Council of Yukon First Nations Announces $4.4 Million Nutritional Program in Rural Communities

    Council of Yukon First Nations Executive Director Shadelle Chambers and Grand Chief Peter Johnston announce Nutritional Meals Program in rural communities

    Children and youth in Yukon First Nations rural communities are set to have access to two meals a day, five days a week thanks to a new initiative launched by the Council of Yukon First nations (CYFN) today. The announcement from Grand Chief Peter Johnston and Executive Director Shadelle Chambers outlined the aims of the new program and how the funding through Jordan’s Principle, approved by Indigenous Services Canada, would be put to use.

    The goal of the program is to meet food insecurity across the territory which disproportionally affect First Nations Peoples.  The Yukon’s Chief Medical Officer, Dr. Brendan Hanley, supported the decision as a way to combat food-based health issues, given that Canada is the only country in the 34-nation Organization for Economic Cooperation and Development that does not have a national school food program.

    The funds will be used to purchase and ship fresh food into the communities; assist with harvesting traditional foods; pay for cooks; upgrade kitchen equipment and facilities, and to hire two CYFN coordinators to manage the program.  Johnston made clear that the program would make sure to consider the important role food plays in First nations culture especially with regards to hunting and gathering of traditional foods. 

    “The food we eat is linked to our culture, our identity and our overall health, so assisting communities to build food security while revitalizing traditional diets, is vitally important for Yukon First Nations” said Johnston, “we also know that a healthy diet improves concentration and learning. The potential benefits to this program are countless”. 

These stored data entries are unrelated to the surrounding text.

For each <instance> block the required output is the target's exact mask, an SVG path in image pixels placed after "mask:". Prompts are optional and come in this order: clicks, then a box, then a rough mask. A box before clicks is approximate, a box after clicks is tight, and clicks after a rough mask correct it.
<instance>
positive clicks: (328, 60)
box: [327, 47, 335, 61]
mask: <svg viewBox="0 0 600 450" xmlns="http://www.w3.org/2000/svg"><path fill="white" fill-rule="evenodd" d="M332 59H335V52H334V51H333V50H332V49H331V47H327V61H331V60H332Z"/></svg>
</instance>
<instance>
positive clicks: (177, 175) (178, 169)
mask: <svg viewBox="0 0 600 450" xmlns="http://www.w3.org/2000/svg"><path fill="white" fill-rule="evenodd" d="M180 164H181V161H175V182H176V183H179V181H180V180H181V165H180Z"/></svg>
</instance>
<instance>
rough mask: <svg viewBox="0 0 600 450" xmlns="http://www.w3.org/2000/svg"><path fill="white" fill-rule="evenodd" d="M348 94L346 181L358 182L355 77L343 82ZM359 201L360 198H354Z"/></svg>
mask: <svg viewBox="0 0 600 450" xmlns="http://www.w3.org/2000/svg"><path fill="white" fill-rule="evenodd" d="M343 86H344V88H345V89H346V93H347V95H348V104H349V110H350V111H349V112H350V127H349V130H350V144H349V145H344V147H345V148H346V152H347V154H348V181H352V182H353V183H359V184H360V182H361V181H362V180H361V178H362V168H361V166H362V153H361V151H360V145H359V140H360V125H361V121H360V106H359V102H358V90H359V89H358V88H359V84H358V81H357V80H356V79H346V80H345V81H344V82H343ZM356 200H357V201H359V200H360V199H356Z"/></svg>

    As of today’s announcement, the program has already begun implementation in Ross River and Mayo, and the two coordinators have been hired.    The program will work with the rural first communities in the Yukon through participating first nations including Liard First Nation, Little Salmon-Carmacks First Nation, Vuntut Gwitchin Government, Carcross/Tagish First Nation, Ross River Dene Council, Selkirk First Nation, First Nation of Na-cho Nyäk Dun, Tr’ondëk Hwëch’in First Nation, Kluane First Nation, White River First Nation; Champagne and Aishihik First Nation, and Teslin Tlingit Council.